Les chiffres sont on ne peut plus impressionnants : +5,3 % par an en moyenne entre 2014 et 2024, soit plus du double du rythme des marchandises. En 2025, la hausse atteint 8,3 %, contre 6,5 % pour les biens. Les services pèsent désormais 27 % du commerce mondial, contre 23 % il y a dix ans, sur un total dépassant 35 000 milliards de dollars.
Le numérique tire cette croissance : les services livrables à distance progressent à 7,1 % par an et représentent déjà 56 % des exportations mondiales de services. Un secteur qui pèse lourd – selon la CNUCED, les services représentent les deux tiers du PIB mondial et plus de 50 % des investissements étrangers.

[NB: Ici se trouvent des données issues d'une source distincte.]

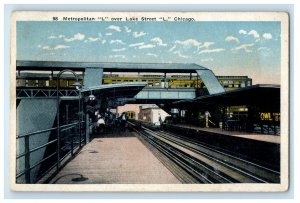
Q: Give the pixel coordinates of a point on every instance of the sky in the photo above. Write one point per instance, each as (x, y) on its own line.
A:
(227, 48)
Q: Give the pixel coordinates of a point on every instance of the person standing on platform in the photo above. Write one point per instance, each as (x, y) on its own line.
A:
(207, 116)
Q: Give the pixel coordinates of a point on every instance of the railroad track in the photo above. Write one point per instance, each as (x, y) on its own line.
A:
(205, 164)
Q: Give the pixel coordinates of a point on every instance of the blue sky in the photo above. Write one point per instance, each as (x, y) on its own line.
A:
(227, 48)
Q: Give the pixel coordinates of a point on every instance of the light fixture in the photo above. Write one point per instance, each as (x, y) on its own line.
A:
(92, 97)
(77, 85)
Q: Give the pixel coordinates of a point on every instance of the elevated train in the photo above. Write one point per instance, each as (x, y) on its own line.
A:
(153, 81)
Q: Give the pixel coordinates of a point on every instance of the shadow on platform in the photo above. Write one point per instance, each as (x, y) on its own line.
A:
(111, 133)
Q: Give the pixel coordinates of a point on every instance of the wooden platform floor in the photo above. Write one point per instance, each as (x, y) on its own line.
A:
(253, 136)
(115, 159)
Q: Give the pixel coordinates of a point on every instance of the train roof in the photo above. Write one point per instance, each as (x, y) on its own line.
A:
(110, 66)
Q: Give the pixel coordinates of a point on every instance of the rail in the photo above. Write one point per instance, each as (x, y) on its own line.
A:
(72, 140)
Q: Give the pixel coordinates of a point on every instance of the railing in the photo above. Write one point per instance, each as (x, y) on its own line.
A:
(33, 92)
(72, 139)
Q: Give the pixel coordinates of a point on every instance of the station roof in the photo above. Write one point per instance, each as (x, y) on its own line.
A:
(256, 95)
(110, 66)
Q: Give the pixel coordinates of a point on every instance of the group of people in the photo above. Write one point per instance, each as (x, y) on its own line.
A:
(111, 121)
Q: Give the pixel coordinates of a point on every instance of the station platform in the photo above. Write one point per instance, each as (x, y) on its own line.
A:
(114, 159)
(253, 136)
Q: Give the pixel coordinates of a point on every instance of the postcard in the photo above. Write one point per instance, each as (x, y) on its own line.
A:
(149, 101)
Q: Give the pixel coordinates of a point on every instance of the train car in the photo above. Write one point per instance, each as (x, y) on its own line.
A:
(130, 114)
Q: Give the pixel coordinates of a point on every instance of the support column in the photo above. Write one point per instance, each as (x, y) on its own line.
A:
(87, 128)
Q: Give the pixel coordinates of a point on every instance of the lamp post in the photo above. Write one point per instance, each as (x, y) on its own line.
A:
(77, 85)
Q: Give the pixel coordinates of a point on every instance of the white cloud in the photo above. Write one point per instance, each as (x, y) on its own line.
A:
(172, 48)
(158, 41)
(91, 39)
(211, 50)
(189, 42)
(118, 50)
(243, 46)
(147, 46)
(114, 27)
(263, 49)
(46, 48)
(267, 36)
(208, 59)
(138, 34)
(254, 33)
(180, 55)
(244, 32)
(151, 54)
(61, 46)
(77, 36)
(117, 56)
(117, 41)
(136, 44)
(232, 38)
(206, 45)
(127, 29)
(52, 37)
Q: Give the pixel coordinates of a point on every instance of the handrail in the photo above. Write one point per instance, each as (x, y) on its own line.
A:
(37, 148)
(27, 151)
(47, 130)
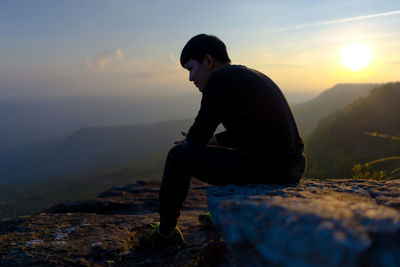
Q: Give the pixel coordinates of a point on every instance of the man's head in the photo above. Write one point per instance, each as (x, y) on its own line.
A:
(202, 55)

Le revers : une fracture numérique qui s’aggrave
Mais ce boom cache mal un système à deux vitesses. Pendant que l’UE et Singapour signent des accords bilatéraux, les règles internationales restent figées dans une autre époque. La CNUCED le reconnaît elle-même : ces règles datent d’avant l’ère numérique, et leur remplacement par une multitude d’accords bilatéraux ne fait qu’ajouter du désordre et de l’inégalité.
Les chiffres sont sans appel. Dans les pays les moins avancés (PMA), seulement 16 % des exportations de services sont livrables numériquement – contre 61 % dans les pays développés. La part des PMA dans le commerce mondial des services stagne à un ridicule 0,6 %. Depuis 2020, à peine 62 % des pays en développement et 66 % des PMA ont pu intégrer des accords sur le commerce électronique, contre 90 % pour les pays riches.
Un système qui s’auto-alimente
L’intelligence artificielle, concentrée dans une poignée de pays, accentue encore le déséquilibre, tout comme les lacunes en connectivité et en compétences numériques. Sans intervention volontariste, le commerce des services – présenté comme le nouveau moteur de la mondialisation – risque de devenir un outil d’exclusion supplémentaire pour les pays les plus pauvres, qui sont majoritairement africains.